With five albums under their collective belts, Austin-based JOVM mainstays The Black Angels — currently Alex Maas (vocals, bass), Christian Bland (guitar), Stephanie Bailey (drums), Jake Garcia (guitar) and multi-instrumentalist Ramiro Verdooren — have firmly cemented a unique take on psych rock that remains true to psych rock forebears like Syd Barrett, Roky Erickson, Arthur Lee, and The Velvet Underground, while thematically touching upon contemporary concerns.
Interestingly, during that same period of time, the members of the acclaimed Austin-based JOVM mainstays have also managed to build a global profile within the international psych rock scene, a profile that has been further cemented by their long-running celebration of all things psychedelic, Levitation Festival, which celebrates its 15th anniversary this year.
If you’ve been frequenting this site over the past couple of months, you may recall that this year is a big year in the band’s almost two decade history: Their sixth album — and first in over five years, Wilderness of Mirrors is slated for a Friday release through Partisan Records. Co-produced by the band and Brett Orrison with engineering by John Agnello, Wilderness of Mirrors reportedly finds the band attempting to achieve something fresh and new through a gentle and subtle refinement of the sound that has won them fans across the globe.
Throughout Wilderness of Mirrors‘ material, the band adds mellotron, string arrangements and an assortment of different keyboards to the mix, which adds different textures to their overall sound. Thematically, the album continues upon their long-held reputation for touching upon contemporary concerns — in particular, our uncertain and urgent moment of political tumult, the pandemic, and the ongoing devastation of the environment and its long-term implications to us and our descendants, among others.
So far I’ve written about three of the soon-to-be released album’s singles:
- “El Jardín,” a single, which at first glance is classic Black Angels: Bailey’s thunderous time keeping, Maas’ plaintive falsetto and supple bass lines paired with layers upon layers of guitar pyrotechnics and effects from Bland and Garcia — but the song’s sparking and brooding bridge sees the band adding bursts of twinkling Rhodes to the mix. Written from the perspective of our dear Mother Earth, “El Jardín” is a forceful and urgent warning to all of us: destroying the environment will ultimately lead to the destruction of humanity.
- “Firefly,” a loving yet classic Black Angels-like homage to 60s French pop, featuring a guest spot from Thievery Corporation‘s LouLou Ghelickhani, who contributes sultrily delivered vocals in French and English, alongside Maas’ imitable falsetto and paired with a hook-driven arrangement featuring reverb-drenched guitars, Maas’ supple and propulsive bass lines, some simple yet forceful timekeeping from Bailey and twinkling keys.
- “Without A Trace,” a bit of classic, Passover through Directions to See a Ghost-era Black Angels centered around fuzzy and distorted power chords, a reverb-drenched guitar solo, Bailey’s thunderous and propulsive time keeping paired with Maas’ imitable vocal delivery and supple bass lines. The song sonically and thematically is an eerie and brooding meditation that asks “is is still possible to be invincible when everyone else is expendable.”
“Empires Falling,” Wilderness of Mirrors‘ latest single may arguably be among the most politically charged songs on the entire album. Centered around scorching guitar riffs, Maas’ imitable falsetto, a propulsive and supple bass line and Bailey’s forceful time keeping, “Empires Falling” continues a run of material that harkens back to their earliest releases — but with an urgency that fits our desperate, uneasy time.
“‘Empires Falling’ is a critical and reflective plea that examines humanity’s repetitive art of violent mass destruction.

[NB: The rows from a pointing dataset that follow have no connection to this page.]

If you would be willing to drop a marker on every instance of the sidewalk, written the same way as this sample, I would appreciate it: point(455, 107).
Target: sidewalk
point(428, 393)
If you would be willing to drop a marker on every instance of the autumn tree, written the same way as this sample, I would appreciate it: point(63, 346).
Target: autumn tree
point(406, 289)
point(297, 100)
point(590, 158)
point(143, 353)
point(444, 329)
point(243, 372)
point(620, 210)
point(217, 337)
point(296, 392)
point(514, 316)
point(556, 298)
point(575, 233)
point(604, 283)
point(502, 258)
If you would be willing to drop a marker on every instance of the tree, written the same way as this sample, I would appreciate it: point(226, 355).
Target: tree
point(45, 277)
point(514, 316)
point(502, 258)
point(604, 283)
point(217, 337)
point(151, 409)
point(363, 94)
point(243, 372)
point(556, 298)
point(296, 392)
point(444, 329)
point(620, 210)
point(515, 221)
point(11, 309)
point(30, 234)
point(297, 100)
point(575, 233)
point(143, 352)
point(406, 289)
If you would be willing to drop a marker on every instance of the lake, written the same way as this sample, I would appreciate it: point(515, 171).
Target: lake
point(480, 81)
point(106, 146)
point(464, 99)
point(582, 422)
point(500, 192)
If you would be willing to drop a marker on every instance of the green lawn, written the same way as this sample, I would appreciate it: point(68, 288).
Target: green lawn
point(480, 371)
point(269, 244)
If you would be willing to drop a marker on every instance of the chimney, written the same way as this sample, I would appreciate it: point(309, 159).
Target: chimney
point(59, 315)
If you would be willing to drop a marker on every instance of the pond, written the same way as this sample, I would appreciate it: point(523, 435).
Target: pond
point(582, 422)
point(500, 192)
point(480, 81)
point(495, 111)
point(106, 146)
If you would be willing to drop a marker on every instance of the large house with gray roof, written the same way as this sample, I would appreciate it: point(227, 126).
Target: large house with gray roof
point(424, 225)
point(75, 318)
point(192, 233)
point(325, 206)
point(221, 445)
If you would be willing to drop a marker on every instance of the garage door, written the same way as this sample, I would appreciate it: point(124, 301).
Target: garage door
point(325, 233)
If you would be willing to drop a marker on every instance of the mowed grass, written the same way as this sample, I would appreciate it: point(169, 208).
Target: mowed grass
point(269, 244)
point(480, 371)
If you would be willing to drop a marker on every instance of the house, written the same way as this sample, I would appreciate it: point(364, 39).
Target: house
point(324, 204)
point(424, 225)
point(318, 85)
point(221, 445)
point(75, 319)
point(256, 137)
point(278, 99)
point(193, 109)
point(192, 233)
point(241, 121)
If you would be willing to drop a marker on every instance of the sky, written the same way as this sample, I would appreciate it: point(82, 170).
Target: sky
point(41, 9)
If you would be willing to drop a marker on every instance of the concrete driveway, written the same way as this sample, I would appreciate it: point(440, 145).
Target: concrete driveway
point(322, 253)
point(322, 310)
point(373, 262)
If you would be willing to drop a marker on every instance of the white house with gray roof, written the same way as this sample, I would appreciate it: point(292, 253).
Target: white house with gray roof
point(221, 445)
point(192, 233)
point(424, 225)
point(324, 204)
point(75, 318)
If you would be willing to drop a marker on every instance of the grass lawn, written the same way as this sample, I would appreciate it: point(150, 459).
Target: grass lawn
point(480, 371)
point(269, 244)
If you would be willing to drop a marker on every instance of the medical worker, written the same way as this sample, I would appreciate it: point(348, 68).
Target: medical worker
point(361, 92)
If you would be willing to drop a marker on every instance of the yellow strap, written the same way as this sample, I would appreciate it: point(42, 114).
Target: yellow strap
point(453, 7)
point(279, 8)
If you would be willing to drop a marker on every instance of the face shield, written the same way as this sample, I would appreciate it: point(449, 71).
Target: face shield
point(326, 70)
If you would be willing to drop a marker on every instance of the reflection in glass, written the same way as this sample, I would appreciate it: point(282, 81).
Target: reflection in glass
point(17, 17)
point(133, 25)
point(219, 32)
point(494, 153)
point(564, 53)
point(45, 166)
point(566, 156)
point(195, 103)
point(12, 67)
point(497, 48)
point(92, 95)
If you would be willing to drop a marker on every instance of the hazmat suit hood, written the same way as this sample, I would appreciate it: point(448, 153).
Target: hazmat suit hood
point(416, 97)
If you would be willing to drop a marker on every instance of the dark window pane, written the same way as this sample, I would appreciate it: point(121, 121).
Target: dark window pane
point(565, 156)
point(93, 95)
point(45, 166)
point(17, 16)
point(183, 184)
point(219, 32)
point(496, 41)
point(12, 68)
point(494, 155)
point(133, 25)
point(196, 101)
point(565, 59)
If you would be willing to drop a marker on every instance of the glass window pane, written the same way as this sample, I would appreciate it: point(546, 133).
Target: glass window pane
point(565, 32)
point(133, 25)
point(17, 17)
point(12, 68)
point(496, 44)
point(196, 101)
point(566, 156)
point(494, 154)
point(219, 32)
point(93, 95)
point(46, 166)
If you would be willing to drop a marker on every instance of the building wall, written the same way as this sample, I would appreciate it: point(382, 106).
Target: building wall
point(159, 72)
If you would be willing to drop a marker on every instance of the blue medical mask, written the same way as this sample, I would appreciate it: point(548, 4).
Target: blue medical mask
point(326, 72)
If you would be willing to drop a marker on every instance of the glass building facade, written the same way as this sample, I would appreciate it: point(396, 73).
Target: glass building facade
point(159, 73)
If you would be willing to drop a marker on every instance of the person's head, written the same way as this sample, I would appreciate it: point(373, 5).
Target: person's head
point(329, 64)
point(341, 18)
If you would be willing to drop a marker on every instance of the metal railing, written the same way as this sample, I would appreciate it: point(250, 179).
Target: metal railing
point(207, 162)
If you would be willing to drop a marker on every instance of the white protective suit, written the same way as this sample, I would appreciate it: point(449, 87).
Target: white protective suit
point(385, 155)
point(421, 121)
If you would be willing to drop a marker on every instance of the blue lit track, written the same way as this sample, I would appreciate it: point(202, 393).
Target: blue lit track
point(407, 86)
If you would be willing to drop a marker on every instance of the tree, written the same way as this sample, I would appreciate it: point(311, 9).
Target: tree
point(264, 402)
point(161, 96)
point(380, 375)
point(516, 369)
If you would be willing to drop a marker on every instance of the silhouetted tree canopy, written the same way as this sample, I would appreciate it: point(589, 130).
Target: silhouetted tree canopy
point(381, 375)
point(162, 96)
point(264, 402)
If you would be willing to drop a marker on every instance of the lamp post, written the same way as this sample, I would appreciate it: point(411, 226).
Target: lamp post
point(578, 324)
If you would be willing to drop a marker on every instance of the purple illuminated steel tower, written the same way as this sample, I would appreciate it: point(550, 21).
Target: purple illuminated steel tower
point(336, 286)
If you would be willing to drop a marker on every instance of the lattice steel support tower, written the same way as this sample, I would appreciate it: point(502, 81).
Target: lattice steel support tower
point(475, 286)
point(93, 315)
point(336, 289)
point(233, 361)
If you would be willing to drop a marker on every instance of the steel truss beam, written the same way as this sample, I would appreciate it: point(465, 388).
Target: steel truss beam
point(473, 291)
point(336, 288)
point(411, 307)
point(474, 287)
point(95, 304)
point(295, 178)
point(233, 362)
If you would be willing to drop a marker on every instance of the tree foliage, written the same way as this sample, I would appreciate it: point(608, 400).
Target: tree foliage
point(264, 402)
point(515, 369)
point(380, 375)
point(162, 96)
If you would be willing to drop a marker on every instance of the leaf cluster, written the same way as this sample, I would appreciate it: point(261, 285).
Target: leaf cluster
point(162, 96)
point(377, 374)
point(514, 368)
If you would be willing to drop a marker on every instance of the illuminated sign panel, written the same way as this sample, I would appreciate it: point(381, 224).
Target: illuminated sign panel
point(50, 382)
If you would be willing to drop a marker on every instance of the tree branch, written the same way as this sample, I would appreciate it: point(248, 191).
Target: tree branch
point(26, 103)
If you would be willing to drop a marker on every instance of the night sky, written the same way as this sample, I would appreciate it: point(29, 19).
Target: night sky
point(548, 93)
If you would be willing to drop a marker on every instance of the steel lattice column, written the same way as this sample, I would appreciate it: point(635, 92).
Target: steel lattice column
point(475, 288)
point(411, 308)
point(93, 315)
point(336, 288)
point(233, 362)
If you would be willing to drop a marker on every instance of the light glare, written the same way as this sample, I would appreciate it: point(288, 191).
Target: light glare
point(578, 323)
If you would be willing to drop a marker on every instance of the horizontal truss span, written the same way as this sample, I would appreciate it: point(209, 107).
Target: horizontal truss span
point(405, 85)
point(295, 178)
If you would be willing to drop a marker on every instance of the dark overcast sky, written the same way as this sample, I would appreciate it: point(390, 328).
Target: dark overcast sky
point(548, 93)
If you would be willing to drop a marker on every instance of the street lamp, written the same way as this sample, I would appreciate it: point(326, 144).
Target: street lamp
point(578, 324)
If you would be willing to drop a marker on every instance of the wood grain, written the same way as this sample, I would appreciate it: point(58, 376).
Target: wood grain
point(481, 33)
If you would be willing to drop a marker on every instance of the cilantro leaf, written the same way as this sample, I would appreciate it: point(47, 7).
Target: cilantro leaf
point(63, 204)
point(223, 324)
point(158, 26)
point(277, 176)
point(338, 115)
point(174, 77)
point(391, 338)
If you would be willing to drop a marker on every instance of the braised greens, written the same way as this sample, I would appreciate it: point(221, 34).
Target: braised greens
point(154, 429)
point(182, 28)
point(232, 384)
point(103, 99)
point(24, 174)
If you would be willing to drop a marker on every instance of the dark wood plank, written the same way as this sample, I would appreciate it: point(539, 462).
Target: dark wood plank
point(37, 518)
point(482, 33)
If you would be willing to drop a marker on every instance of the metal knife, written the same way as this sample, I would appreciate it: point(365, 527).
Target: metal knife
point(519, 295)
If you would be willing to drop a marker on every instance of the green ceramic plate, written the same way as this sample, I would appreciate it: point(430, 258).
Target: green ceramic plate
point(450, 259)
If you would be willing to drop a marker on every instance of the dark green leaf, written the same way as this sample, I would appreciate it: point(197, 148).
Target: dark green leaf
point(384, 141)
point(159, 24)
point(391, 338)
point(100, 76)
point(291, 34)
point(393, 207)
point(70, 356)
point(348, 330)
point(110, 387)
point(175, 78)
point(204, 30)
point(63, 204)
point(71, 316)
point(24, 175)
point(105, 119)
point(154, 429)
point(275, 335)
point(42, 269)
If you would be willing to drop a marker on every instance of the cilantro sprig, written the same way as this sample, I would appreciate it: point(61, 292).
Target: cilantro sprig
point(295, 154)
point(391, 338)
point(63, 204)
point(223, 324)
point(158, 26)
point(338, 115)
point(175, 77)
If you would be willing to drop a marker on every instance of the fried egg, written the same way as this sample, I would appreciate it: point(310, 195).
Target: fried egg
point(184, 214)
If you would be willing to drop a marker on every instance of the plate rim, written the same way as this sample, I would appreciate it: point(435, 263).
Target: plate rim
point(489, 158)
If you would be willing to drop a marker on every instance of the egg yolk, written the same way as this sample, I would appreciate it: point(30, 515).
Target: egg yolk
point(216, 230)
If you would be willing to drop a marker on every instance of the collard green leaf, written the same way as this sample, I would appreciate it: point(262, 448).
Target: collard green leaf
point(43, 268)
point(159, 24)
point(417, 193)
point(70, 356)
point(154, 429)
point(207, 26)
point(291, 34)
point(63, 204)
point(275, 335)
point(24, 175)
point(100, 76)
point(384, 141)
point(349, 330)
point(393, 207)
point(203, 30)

As we say in the chorus, ‘it’s history on repeat.'” The Black Angels explain in press notes. ” We are living in a ‘Wilderness Of Mirrors’, where it’s hard to tell what’s right from wrong, up from down, or the truth from lies as we navigate through these times where the fate of humanity is being refracted and reflected from one state of panic to another. The world is a ‘bleeding animal’ and we are left exhausted, polarized, and ‘pleading from street to bloody street.’ History has proven, time and time again, that without a drastic metamorphosis from our leaders, politics, and ultimately ourselves... ‘you can be the one who saves yourself, or you can watch it all go to hell.'”
Directed by Craig Staggs and featuring animation by Minnow Mountain, the accompanying video for “Empires Falling” captures humanity’s brutal and oppressive history endlessly repeating in front of a psychedelic hellscape.